The pavement on the way to my entrance had been left to dissolve into the road in the way that Russian pavements tend to. I walked past the churchyard and the Zhiguli to my building, punched in my code on the intercom, and went inside.
I lived in one of the Moscow apartment blocks that were built as grand houses by doomed well-to-do merchants just before the revolution. Like the city itself, it had been slapped about so much that it had come to look like several different buildings mashed together. An ugly lift had been fixed onto the outside and a fifth storey added to the top, but it had kept the original swirling ironwork of its staircase. Most of the front doors to the individual apartments were made of axe-resistant steel, but had been prettified with a sort of leather padding--a fashion that
sometimes made it feel as though the whole of upscale Moscow was a low-security asylum. On the third floor the smell of cat litter and the screech of a nervous-breakdown Russian symphony emerged from my neighbour Oleg Nikolaevich's place. On the fourth I turned the three locks on my padded door and went inside. I went into the kitchen, sat at my little bachelor's table, and took the trolleybus ticket with Masha's phone number on it out of my wallet.
In England, before you, I'd only ever had one thing with a woman that you might seriously call a relationship. You know about her, I think--Natalie. We met at college, though until someone's drunken birthday party somewhere in Shoreditch we hadn't thought of each other as contenders. I don't think either of us had the energy to end it once it had started, and six or seven months later she moved into my old flat without me really agreeing or disagreeing. I wasn't exactly relieved when she moved out again, saying that she needed to think and wanted me to think too, but I wasn't devastated either. We'd lost touch even before I went to Moscow. There had been a few Russian girls who'd seemed to be on their way to being proper girlfriends, but none of them lasted more than a summer. One became frustrated that I didn't have and wouldn't get the things she wanted and expected: a car, a driver to go with the car, one of those silly little dogs they drag around the designer shops in the cobbled alleys near the Kremlin.

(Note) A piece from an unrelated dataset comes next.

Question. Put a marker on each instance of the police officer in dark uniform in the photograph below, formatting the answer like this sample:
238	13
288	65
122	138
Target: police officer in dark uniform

There was another one, Dasha I think her name was, who after the third time she stayed over began hiding things in the wardrobe and in the little cabinet above my bathroom sink: a scarf, an empty bottle of perfume, notes that said "I love you too" in Russian. I asked Steve Walsh about it (you remember Steve, the lechy foreign correspondent--you came along when I met up with him in Soho once and didn't like him). He told me that she was marking her territory, letting anybody else I brought home know that someone else had got there first. By that September you had to be careful who you hooked up with in Moscow--because of AIDS, but also because foreign men were going to clubs, meeting girls, leaving their drinks on the table when they went to take a piss, then waking up without their wallets in the backs of taxis they didn't remember getting in to, or facedown in puddles, or once or twice, probably when they got the dose wrong, not waking up at all.